Modelling of Lithuanian Speech Diphthongs
Volume 22, Issue 3 (2011), pp. 411–434
Pub. online: 1 January 2011
Type: Research Article
Received
1 January 2011
1 January 2011
Accepted
1 May 2011
1 May 2011
Published
1 January 2011
1 January 2011
Abstract
The goal of the paper is to get a method of Lithuanian speech diphthong modelling. We use a formant-based synthesizer for this modelling. The second order quasipolynomial has been chosen as the formant model in time domain. A general diphthong model is a multi-input and single-output (MISO) system, that consists of two parts where the first part corresponds to the first vowel of the diphthong and the second one – to the other vowel.

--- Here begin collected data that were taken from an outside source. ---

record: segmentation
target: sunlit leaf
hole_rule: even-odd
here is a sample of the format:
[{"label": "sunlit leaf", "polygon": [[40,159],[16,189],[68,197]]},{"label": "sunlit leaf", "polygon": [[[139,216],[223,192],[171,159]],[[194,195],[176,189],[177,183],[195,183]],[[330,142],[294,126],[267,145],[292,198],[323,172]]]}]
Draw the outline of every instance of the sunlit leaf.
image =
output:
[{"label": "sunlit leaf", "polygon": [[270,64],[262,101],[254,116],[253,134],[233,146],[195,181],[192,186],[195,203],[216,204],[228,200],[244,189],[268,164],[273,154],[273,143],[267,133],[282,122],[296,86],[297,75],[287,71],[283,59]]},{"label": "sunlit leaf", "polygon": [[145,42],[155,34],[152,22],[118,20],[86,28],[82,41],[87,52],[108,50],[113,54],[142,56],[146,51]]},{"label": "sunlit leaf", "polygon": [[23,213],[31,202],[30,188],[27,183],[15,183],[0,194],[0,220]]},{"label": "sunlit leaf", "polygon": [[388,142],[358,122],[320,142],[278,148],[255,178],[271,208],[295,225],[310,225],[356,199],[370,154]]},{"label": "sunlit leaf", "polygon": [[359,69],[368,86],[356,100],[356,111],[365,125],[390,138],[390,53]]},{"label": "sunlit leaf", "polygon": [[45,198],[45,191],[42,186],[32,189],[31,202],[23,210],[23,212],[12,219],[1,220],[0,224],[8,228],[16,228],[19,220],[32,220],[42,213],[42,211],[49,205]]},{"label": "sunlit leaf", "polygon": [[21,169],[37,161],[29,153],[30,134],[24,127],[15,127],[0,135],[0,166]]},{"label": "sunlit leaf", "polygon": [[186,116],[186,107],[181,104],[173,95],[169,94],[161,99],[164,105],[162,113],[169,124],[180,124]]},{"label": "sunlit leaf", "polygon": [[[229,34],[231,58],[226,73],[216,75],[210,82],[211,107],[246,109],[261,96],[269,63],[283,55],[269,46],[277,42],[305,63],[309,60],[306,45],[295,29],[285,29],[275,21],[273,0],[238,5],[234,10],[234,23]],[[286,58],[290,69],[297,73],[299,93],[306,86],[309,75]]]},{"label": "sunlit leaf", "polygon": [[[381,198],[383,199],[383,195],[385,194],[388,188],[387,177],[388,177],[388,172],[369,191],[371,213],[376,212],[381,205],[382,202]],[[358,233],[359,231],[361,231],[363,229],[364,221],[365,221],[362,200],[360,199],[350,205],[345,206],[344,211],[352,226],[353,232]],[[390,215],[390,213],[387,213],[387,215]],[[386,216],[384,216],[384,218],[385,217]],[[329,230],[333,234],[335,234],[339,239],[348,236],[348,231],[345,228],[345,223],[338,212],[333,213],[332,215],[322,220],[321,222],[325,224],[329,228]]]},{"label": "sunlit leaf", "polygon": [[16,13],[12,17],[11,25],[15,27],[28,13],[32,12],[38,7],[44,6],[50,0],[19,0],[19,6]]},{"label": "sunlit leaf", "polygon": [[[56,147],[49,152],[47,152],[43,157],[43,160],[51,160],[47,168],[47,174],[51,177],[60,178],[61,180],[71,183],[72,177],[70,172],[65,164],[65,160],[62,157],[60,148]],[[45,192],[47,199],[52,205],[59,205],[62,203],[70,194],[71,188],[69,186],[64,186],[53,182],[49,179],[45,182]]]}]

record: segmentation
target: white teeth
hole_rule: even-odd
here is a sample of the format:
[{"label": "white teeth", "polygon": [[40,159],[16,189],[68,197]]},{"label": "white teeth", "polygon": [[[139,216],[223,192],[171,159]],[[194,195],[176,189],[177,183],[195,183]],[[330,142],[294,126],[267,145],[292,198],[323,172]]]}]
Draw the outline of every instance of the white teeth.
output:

The system is excited by semi-periodic impulses with a smooth transition from one vowel to the other. We derived the parametric input-output equations in the case of quasipolynomial formants, defined a new notion of the convoluted basic signal matrix, derived parametric minimization functional formulas for the convoluted output data. The new formant parameter estimation algorithm for convoluted data, based on Levenberg–Marquardt approach, has been derived and its stepwise form presented. Lithuanian diphthong /ai/ was selected as an example. This diphthong was recorded with the following parameters: PCM 48 kHz, 16 bit, stereo. Two characteristic pitches of the vowels /a/ and /i/ have been chosen. Equidistant samples of these pitches have been used for estimating parameters of MISO formant models of the vowels. Transition from the vowel /a/ to the vowel /i/ was achieved by changing excitation impulse amplitudes by the arctangent law. The method was audio tested, and the Fourier transforms of the real data and output of the MISO model have been compared. It was impossible to distinguish between the real and simulated diphthongs. The magnitude and phase responses only have shown small differences.